Morgan also used the funds to pay the 11% return, instead of "making good on Morgan's personal guaranty," the lawsuit said.
And he "improperly directed" $11.3 million from the funds to pay off a loan on the Eden Square Apartments in Pennsylvania, along with $2.6 million in prepayment penalties, the SEC said.
By April 2016, Morgan was using the funds to "cover monthly operating deficits on multiple properties" and to cover routine bills and payroll, according to the lawsuit.
"Morgan knew, or was at least reckless in not knowing, that he was misusing investor assets because he controlled all aspects of the Notes Funds — he set up the Notes Funds, he provided his personal guaranty, he controlled the entities that managed the Notes Funds, he met and spoke with potential investors, he authorized all transfers into and out of the Notes Funds, and he signed the promissory notes purportedly documenting the various Portfolio Loans," the SEC wrote in a legal memorandum.

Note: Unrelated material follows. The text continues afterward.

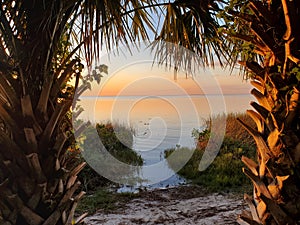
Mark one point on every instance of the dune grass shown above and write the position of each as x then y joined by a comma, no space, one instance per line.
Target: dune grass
225,173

The agency also said Morgan tried to cover up the actions with "sham loan documents designed to make the transfers appear legitimate" — even retroactively — and also moved funds through multiple bank accounts to hide the "true flow of investor money." That included signing new promissory notes and flipping property loans from one fund to another so the payments could be allowed.
Seeking a freeze
Investors are now owed more than $63 million, with monthly debt payments to investors of $620,000, the SEC says. Investors also submitted redemption requests of at least $20 million as of February 2019. But the funds "have few if any assets" to cover those obligations, aside from less than $150,000 in cash reserves and the loans to 45 "affiliate borrowers," the SEC said.
The agency wants a temporary restraining order "to preserve the status quo," arguing that "there is a risk that defendants will continue to misuse investor assets." The freeze "is necessary to ensure that sufficient funds are available to satisfy any final judgment," the agency said, noting that Morgan has already listed his home for sale and is seeking to sell much of his business.
The SEC asked the court to appoint a receiver to administer and "unwind" the funds, make payments and pursue any claims.
Additionally, the SEC wants to prohibit any bankruptcy, foreclosure, receivership or other legal filings by other parties against Morgan. That would "prevent a race to the courthouse by different noteholders" that "would potentially remove assets from the receivership estate, and that would also require the receiver to spend resources defending litigation," the SEC said.
Morgan has pleaded not guilty to the criminal charges. So have his son, his finance chief and a Buffalo-area mortgage broker.
Three other individuals have pleaded guilty and are cooperating with prosecutors. They include former Morgan Management Vice President Kevin Morgan, who is Robert Morgan's nephew; mortgage broker Patrick Ogiony; and Morgan's former chief operating officer, Scott Cresswell.
"Everybody always says, how does Bob pay all this money for all these properties? That’s always been the conversation," Donoghue, of Premium Mortgage, said. "I hope for the best. I see a lot of people are piling on the guy, and I feel bad for him. I hope it’s not true. But if it is, I’d certainly be angry. I'll never talk to him again."